LinkedIn précise que des extensions ont des ressources statiques (images, JavaScript) que l’on peut injecter dans ses pages web. La détection de la présence de ces ressources permet d’identifier les extensions qui violent les conditions d’utilisation, améliorant ainsi la sécurité de la plateforme.

Un contexte additionnel indique que, en représailles à la restriction de ce compte, des tentatives ont été faites pour obtenir une injonction en Allemagne, affirmant que LinkedIn avait enfreint diverses lois. Le tribunal a ensuite rejeté ces affirmations, concluant que les actions de LinkedIn étaient légales.
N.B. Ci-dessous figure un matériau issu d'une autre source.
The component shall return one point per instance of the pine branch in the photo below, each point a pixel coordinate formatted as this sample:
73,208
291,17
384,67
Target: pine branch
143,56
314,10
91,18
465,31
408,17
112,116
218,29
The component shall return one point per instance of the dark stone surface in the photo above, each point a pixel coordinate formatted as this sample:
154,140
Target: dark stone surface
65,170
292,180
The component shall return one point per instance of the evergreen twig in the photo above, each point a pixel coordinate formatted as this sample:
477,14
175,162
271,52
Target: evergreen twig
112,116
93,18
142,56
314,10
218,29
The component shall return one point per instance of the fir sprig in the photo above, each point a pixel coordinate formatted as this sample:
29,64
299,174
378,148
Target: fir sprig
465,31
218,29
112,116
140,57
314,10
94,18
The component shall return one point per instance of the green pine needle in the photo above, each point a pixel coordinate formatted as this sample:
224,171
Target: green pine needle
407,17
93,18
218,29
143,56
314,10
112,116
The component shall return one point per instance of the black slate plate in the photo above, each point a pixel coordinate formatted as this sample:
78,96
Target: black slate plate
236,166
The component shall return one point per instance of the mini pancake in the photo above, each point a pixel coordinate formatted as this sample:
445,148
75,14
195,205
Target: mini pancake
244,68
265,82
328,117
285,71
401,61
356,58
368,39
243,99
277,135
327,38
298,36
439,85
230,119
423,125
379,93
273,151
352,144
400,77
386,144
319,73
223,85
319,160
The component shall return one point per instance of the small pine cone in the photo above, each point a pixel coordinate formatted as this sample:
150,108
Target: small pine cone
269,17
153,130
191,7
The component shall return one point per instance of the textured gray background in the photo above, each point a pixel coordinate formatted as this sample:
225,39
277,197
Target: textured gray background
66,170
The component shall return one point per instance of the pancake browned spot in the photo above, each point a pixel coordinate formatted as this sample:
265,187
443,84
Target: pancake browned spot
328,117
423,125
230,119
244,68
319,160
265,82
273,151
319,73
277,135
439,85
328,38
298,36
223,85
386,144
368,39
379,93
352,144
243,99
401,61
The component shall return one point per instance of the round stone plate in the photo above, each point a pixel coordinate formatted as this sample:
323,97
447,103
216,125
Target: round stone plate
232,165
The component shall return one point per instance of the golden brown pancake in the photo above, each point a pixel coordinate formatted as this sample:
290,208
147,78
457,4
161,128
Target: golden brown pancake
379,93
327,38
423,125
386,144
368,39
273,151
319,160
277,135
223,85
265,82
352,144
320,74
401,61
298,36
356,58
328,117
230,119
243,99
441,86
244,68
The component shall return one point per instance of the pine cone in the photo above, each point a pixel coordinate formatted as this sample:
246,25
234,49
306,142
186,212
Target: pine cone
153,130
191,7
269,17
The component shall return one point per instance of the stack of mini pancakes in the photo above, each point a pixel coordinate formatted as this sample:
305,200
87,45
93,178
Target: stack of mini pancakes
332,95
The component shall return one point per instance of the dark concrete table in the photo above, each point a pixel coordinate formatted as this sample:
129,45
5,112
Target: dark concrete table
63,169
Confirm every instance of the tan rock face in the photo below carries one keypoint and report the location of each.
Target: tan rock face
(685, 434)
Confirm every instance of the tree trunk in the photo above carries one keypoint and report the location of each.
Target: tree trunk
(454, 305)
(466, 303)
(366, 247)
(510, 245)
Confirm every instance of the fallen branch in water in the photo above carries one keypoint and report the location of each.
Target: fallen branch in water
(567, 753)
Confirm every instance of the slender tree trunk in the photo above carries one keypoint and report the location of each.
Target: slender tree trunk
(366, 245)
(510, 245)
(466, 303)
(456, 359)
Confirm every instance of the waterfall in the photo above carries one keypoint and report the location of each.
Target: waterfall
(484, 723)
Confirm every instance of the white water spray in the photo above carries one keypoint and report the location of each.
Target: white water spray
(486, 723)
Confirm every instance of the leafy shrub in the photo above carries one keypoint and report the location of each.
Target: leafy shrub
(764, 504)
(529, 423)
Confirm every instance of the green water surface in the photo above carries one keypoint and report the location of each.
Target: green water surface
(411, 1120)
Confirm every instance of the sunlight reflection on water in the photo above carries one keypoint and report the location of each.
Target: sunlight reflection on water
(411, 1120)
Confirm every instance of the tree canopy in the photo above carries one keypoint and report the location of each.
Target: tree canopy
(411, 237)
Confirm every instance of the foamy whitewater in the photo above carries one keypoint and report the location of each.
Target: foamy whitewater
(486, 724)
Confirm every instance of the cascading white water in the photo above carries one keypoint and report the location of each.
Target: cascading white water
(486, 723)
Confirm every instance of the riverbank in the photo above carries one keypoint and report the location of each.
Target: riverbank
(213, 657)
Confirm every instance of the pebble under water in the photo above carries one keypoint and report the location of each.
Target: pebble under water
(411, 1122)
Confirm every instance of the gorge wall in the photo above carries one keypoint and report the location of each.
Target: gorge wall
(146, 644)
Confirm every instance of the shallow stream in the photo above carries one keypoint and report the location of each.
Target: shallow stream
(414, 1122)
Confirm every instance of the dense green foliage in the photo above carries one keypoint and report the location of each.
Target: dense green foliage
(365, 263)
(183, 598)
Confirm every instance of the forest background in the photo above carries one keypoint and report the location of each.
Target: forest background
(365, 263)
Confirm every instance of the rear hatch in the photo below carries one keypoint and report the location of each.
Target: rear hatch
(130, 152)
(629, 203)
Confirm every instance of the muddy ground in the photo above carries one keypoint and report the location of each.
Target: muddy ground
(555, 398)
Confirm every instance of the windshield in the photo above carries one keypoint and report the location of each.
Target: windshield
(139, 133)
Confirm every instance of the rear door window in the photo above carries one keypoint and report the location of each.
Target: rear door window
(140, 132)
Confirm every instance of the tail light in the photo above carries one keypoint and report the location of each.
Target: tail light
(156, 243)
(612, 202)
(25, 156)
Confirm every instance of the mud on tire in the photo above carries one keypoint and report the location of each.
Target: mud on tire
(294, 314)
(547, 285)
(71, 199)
LinkedIn soutient que le rapport BrowserGate est une tentative de relancer ce contentieux publiquement.

Quelles que soient les motivations derrière ce rapport, un fait est incontestable : le site de LinkedIn utilise un script de fingerprinting détectant plus de 6 000 extensions dans un navigateur Chromium, ainsi que diverses données sur le système des visiteurs.

Cela ne constitue pas un cas isolé, puisque d’autres entreprises, telles qu’eBay, ont également utilisé des scripts de fingerprinting agressifs pour identifier des programmes d’assistance à distance sur les appareils des visiteurs.

Des investigations ont révélé que de nombreuses autres sociétés, y compris Citibank, TD Bank et Ameriprise, ont employé des scripts similaires, renforçant ainsi la nécessité de vigilance sur les pratiques de collecte de données en ligne.